Violetta moaned beneath my arms, her own pain taking over her. I rolled her over and peered at her face, the tears streaming down it. “I’ve got something for you, it will just take a few seconds, okay?”
“Who the fuck is shooting at us?” she cried out.
I looked up at Camden who was peering around the van, being extra cautious. From behind us, I could hear another door open.
“Are you okay?” It was Javier. His footsteps stopped right behind us.
I eased myself off of Violetta and Camden came trotting over and helped me get Violetta to her feet. “We’re okay, thanks to Camden.” I gave him a quick smile. “Can’t see things from far away, right?”
“I got lucky,” Camden said, but his tone and the darkness in his eyes said it was nothing as frivolous as luck.
“Well let’s not start thinking he saved the world yet,” Javier said. “We don’t even know if they’re dead.” He took his gun out from his waistband and snapped back the clip. “But if they aren’t they will be.”
He trotted across the parking lot, his shaggy hair blowing behind him, and crossed the street, gun held low. I looked over at the hotel lobby and saw a few people gathered, some on cell phones, perhaps to call the police.
I looked up at Camden. “We have to shoot her up and get her out of here.” I held out her good arm and he grasped it around the forearm while I quickly found a vein near the crook of her elbow. “This will pinch. And then you’ll be flying, okay sweetie?” I tapped the vein and stuck the syringe in, injecting the morphine in one push. She immediately relaxed in my arms, but not too much. Javier had put enough in there to take away the pain but not as much as she had the night before.

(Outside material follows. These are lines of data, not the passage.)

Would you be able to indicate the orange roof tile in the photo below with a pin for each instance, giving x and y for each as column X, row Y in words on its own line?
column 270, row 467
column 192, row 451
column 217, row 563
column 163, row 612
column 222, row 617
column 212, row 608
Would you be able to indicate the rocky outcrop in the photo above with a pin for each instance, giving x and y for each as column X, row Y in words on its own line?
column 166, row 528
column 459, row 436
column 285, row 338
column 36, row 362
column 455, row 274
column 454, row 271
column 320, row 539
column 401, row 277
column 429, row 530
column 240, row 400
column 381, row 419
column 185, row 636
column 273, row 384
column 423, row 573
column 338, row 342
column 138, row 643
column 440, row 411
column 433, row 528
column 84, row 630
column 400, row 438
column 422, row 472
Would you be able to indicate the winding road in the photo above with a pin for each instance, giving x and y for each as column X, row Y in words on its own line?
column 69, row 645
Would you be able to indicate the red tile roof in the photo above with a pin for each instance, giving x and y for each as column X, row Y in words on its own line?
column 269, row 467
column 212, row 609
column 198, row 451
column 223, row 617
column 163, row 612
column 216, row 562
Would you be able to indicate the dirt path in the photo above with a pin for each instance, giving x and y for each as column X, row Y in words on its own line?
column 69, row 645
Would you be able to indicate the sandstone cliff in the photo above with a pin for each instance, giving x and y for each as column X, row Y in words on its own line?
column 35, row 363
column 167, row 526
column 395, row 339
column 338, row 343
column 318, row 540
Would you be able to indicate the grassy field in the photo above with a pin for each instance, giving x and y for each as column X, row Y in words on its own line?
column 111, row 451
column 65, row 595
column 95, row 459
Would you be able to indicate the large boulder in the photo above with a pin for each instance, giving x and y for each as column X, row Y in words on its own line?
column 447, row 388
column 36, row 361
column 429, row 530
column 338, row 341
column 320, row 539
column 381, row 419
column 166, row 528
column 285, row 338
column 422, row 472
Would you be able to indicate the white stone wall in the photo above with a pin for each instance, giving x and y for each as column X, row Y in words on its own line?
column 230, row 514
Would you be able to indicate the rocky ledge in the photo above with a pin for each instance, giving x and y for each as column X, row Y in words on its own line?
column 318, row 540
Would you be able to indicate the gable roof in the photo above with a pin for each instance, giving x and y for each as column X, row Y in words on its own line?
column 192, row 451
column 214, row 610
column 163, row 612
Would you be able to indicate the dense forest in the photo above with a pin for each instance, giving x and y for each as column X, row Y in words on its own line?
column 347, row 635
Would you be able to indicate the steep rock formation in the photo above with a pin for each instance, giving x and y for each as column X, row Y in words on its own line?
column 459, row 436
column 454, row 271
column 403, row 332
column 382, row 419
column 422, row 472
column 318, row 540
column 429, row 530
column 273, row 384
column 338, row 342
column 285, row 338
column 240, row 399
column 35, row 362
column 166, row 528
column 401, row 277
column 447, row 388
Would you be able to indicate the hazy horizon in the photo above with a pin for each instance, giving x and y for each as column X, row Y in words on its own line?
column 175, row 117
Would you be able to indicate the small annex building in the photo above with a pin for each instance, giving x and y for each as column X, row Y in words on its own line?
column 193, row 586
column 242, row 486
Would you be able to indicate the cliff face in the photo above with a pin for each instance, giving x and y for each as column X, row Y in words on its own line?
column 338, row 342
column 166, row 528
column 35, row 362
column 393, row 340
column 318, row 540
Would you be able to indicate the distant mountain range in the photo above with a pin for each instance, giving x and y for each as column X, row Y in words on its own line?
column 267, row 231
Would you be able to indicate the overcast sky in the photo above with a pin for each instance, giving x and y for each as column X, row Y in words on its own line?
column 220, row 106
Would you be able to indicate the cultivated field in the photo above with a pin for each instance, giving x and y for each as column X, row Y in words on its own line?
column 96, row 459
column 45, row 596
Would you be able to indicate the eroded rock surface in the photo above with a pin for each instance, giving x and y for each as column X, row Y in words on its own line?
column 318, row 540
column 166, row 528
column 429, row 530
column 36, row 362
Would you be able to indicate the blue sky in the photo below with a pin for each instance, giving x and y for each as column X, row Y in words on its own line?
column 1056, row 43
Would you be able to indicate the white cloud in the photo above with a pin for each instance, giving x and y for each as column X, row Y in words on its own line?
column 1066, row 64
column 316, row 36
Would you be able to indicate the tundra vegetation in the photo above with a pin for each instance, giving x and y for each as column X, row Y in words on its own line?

“Why don’t you go wait in the car?” I told her, smoothing back her hair.
“Can I drive it?” she asked lazily.
I smiled. “Not yet. But you can listen to the radio if it will make you feel better.” I put the car keys in her hands and sent her off.
I turned to Camden. “I think we have five minutes tops before shit hits the fan.”
He nodded at the broken windows and blasted walls. “I think it’s already hit the fan.”